How can I add external connectivity for containers. Do I need to create seperate bridge and add ethernet ip to it ?
you would need to map the container port onto a host port as part of the docker run command
-p host_port:port
then u could access the host and host port from out on the network… the bridge on the host will route the traffic to the containers port.
there is no direct easy way to expose the containers IP address onto the local network. i have struggled with this for years, with a particular product that uses networking the wrong way.
sadly no. networking would send a packet to the IP address/mac destination, but it doesn’t exist, the host will not respond to those packets…
I played with a set of scripts (pipework, https://opsbot.com/advanced-docker-networking-pipework/) a couple years ago, which put the containers on the local lan, using DHCP, and it works on my local machine, or on my VMWARE host, but ONLY if running in promiscuous mode… Amazon, nor any of the other hosting sites will not allow promiscuous mode because it is a security risk to see all network packets.
see here http://blog.oddbit.com/2014/08/11/four-ways-to-connect-a-docker/
While running a container from image, you can specify the network switch. The n/w adapter name which you provide that existing in docker host, will help connect containers to the same n/w adapter.
If you provide the n/w adapter name which is connected to you LAN, when a container is provisioned it should get an IP from DNS assigned automatically and you can ping it from other nodes in your LAN n/w.
Below command is for the same. Is this is what you are looking for?

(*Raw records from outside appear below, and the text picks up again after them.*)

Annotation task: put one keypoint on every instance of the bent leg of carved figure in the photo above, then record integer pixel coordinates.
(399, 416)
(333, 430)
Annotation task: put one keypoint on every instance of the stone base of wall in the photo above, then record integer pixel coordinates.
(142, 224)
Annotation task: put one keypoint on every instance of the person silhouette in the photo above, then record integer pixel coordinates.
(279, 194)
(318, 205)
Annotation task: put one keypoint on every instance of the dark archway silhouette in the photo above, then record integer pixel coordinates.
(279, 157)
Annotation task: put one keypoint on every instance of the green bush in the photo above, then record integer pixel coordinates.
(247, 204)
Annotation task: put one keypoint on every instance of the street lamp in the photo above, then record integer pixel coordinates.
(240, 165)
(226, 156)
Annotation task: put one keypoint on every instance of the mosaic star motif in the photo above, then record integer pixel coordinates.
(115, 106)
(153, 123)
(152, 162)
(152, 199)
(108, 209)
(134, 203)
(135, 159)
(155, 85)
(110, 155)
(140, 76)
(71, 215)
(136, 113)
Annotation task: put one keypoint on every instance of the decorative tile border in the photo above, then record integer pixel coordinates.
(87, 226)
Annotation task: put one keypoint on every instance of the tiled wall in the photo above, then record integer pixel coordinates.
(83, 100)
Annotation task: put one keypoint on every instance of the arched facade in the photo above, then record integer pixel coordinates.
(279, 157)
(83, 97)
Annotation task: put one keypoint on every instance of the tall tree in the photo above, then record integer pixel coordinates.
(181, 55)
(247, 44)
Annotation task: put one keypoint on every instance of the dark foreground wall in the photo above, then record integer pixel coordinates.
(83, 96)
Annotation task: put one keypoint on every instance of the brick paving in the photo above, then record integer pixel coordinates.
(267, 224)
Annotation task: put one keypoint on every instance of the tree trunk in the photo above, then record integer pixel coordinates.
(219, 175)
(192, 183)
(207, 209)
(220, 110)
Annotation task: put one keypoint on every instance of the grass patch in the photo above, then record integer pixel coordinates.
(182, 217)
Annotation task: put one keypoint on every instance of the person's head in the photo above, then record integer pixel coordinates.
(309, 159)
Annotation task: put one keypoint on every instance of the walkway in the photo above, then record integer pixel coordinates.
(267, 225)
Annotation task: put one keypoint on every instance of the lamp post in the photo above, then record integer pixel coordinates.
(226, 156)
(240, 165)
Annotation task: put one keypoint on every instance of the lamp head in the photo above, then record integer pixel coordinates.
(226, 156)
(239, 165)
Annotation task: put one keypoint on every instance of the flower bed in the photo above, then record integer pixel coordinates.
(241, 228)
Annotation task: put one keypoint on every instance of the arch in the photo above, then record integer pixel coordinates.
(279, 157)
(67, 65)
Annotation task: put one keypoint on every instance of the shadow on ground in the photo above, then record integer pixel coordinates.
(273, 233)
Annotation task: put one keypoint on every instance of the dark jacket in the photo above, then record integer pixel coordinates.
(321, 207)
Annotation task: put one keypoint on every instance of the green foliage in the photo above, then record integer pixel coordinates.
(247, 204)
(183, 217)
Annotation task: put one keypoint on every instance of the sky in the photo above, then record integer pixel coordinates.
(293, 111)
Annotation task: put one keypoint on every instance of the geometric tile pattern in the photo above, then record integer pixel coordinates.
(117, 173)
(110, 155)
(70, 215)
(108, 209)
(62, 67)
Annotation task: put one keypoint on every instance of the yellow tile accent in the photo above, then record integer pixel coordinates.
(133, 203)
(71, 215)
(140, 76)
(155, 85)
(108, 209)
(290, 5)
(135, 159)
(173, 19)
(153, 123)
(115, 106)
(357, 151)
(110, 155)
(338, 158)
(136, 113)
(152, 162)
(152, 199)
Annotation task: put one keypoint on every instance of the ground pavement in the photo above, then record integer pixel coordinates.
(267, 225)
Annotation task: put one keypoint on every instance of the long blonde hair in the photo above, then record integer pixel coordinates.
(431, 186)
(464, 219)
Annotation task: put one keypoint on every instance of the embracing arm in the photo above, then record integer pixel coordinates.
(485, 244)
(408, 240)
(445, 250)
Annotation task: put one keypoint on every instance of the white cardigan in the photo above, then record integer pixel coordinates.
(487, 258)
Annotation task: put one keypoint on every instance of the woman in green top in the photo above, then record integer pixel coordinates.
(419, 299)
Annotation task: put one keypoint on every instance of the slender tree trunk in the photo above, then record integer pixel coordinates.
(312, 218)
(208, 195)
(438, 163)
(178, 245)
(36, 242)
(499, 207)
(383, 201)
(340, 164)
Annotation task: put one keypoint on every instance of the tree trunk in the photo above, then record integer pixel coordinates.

Yes, it is possible. McVlan and pipework (deprecated) are the keys for you to search. Pipework needs promiscuicious mode, KVM provides that if you use a cloud provider. VMWARE does not.
Hi Divya: you can access your container by using the host IP address and obviously the port number. In case of scripting or linking to other containers you can download an ambassador container in which you can assign a specific port number for the container you want to reach and you can then query IP address of the host, port you have defined in ambassador to access your container.